Another situation is the quests that require you to defeat x amount of enemies. Sometimes you only need one more left, but when three more wizards join in a five min. fight becomes a 15 min. fight. Again, I don't complain, because sometimes I'm on the flip side needing to defeat 8 or 10 enemies and can use help to include more enemies. However, others don't want the time wasted.
Sure, fights out in the open are public fights., but is it really that difficult to take 5 seconds to type in "Need help?" or "May I join?.
Simply put, it is seen as a common courtesy.

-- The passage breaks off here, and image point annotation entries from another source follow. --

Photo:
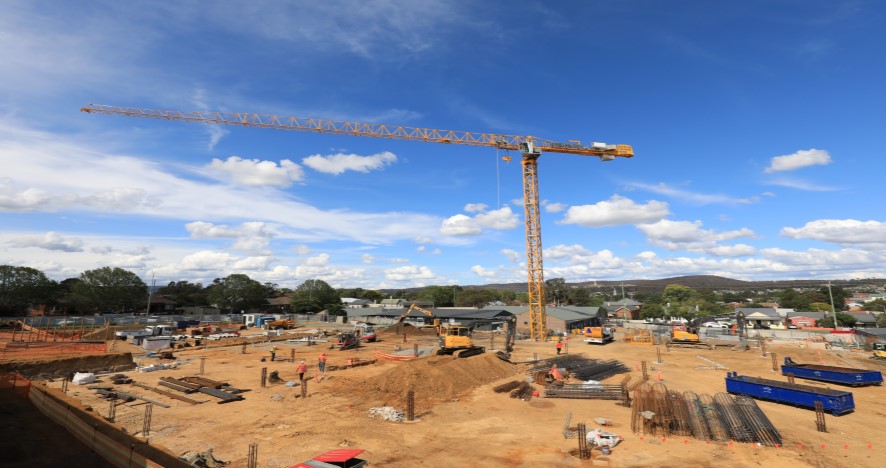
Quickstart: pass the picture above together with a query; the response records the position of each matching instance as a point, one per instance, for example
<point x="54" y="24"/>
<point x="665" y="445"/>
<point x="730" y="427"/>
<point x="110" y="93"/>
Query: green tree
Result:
<point x="185" y="294"/>
<point x="441" y="296"/>
<point x="580" y="297"/>
<point x="109" y="289"/>
<point x="652" y="311"/>
<point x="313" y="296"/>
<point x="843" y="320"/>
<point x="237" y="293"/>
<point x="677" y="294"/>
<point x="877" y="304"/>
<point x="24" y="287"/>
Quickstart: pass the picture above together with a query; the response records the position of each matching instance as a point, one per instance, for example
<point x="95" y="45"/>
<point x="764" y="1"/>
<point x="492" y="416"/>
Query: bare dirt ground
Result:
<point x="462" y="422"/>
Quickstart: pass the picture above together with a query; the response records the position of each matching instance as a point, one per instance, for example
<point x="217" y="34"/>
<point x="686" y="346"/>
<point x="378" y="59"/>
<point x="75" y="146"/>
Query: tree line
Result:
<point x="107" y="289"/>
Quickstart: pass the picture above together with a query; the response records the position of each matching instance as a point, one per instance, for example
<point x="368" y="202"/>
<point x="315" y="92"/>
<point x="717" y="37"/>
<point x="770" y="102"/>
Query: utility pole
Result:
<point x="150" y="292"/>
<point x="833" y="310"/>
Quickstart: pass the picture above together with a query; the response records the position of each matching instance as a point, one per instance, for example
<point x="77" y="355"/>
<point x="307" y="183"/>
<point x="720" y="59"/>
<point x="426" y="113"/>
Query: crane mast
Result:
<point x="530" y="147"/>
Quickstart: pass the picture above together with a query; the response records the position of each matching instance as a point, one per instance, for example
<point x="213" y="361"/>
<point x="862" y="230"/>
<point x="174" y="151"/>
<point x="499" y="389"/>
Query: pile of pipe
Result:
<point x="658" y="411"/>
<point x="580" y="367"/>
<point x="388" y="413"/>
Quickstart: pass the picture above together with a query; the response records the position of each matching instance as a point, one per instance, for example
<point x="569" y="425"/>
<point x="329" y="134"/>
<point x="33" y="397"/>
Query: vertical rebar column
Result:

Other players will appreciate the gesture, and usually say "Sure!". It gives people the impression you are not one of the trolling and inconsiderate players that are in this game.
They are even ADDING "May I join" to the menu chat for just this reason.
There are people who join the fight then go afk, (I remove friends that do this) or simply just sit there and pass. There are others that will join a fight to add a mob, wand hit the mob you have trapped, then flee. They think it is funny to leave you with 3 mobs to fight, and all your traps are gone. If you play for an hour or so you will run into them, and start to expect it from every player that joins your fight. Rarely will a player ask to join, then do the stuff mentioned above. If you don't ask, they (and I) expect you to be one of the above mentioned players.
The main reason I ask is because several times in my adventures, I've been near death when fighting an opponent, only to have someone join as I'm delivering my death blow. Next thing you know, another one gets sucked in, I get hit and die, and the person who's joined has no heals. Now I have to flee and start all over because someone didn't ask me if they could join. Normally, I have no problem with someone else joining my battles (as long as they're level appropriate), but if I'm near death and getting ready to kill, I don't want someone else joining.
I think the important point here is that this game is heavily populated by children. Children, mine at least, don't tend to heed adult niceties, and aren't known for impulse control. They also have a much more egalitarian view of play than adults, and don't see it as an infringement when they join a street battle. They just see it as "Woot, time to cast some cool spells". Of course, I'm speaking to my own kids' playing style, other children might be different. Anyway, the problem is one of adult boundaries in conflict with the social environment of the game. I don't think KI will ever change such a basic component of game-play.
IMHO, I only had problems with unwanted assistance in the early areas of Celstia. I can't remember it ever being a problem until I was being routinely stomped by sharks and ugly fish :-)
Lots of adults play on Pixie realm. Maybe going there and playing in the early morning or late evening will ameliorate the inconvenience.
KI has made these changes found under Misc. Updates in the Update notes: *The phrase "Please may I join" has been added to Menu Chat *Diego will no longer prompt players to freely join a duel in progress.
I think that shows they recognize this is a problem for many.
I generally don't mind if someone joins me. I do wish people would take a moment to look at the NPC's health and mine before jumping in. I have died many times because just as I am ready to strike the death blow somebody jumps in the battle. My health at the time is such that it is him or me.